Simply having more than one access method per logical field and merging query results retrieved for each one, however, is inadequate to always retrieve the correct query results. That is, this approach does not necessarily ensure that the desired information is retrieved. Moreover, performing a query multiple times (once per data source), is inefficient, and also fails to account for the relationships data has with other tables in the underlying database. Relationships between tables, however, are fundamental to the organization of data in any relational database. Thus, if query results depend on the relationships about data spread across multiple data sources, iteratively performing a query for differently formatted databases will fail to retrieve the correct results. For example, a first logical field may map to demographic data stored in a single table of a database. Data from one column of the table is related to data in other columns on a row-by-row basis. A second logical field might map to logically similar demographic data stored in another database using two tables, and data is related between the two tables using a defined relationship, such as a patient ID stored in both tables.
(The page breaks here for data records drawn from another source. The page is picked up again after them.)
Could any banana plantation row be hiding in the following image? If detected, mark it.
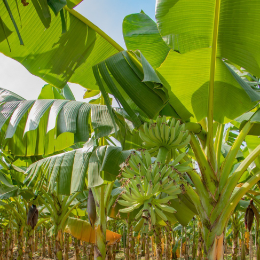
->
[0,0,260,260]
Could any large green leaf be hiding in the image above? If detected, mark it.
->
[0,0,123,89]
[26,146,130,195]
[158,48,257,123]
[123,12,170,68]
[0,89,134,156]
[94,51,168,120]
[156,0,260,123]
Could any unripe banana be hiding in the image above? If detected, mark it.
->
[135,208,143,219]
[118,200,134,207]
[162,116,166,124]
[152,182,161,194]
[149,126,160,145]
[143,122,149,136]
[156,116,162,125]
[178,135,191,149]
[150,206,156,225]
[128,160,139,172]
[153,172,161,183]
[121,193,135,202]
[167,127,176,145]
[153,196,177,204]
[169,129,184,146]
[124,167,138,178]
[139,131,157,147]
[160,123,166,144]
[170,118,176,129]
[154,124,163,144]
[119,203,142,213]
[154,206,167,221]
[144,150,152,169]
[157,204,177,214]
[169,153,186,165]
[146,181,153,197]
[164,124,171,144]
[134,218,144,232]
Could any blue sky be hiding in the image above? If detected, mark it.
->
[0,0,156,101]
Without an indication of this relationship, linking data between the first database (using a single table) and the second database (using multiple tables) becomes impossible.
These kinds of differences in the format and schema of multiple database systems present challenges to creating a database abstraction model. Consider a research institution with multiple locations. Each location may maintain its own database system used to store logically similar information. Thus, each location may maintain a database that includes a demographic table (storing information about patients), a test table (storing results from tests), and so forth. Further, the database schema used at each location may use differently formatted tables. For example, a first location may use a single table to store patient demographic data, where a second location may subdivide patient demographic data over multiple tables. In such a scenario, the same patient may have data stored in databases at the multiple locations of the research institution. A logical field may be defined that retrieves data from each respective demographic table using multiple access methods. An abstract query that includes such a logical field may, therefore, map to multiple tables that have desired data. Because the multiple tables are organized differently, a simple union of data from each table may fail to produce desired query results.
Accordingly, there remains a need for techniques to construct a database abstraction model over multiple databases that store logically related or similar information using differently formatted physical tables.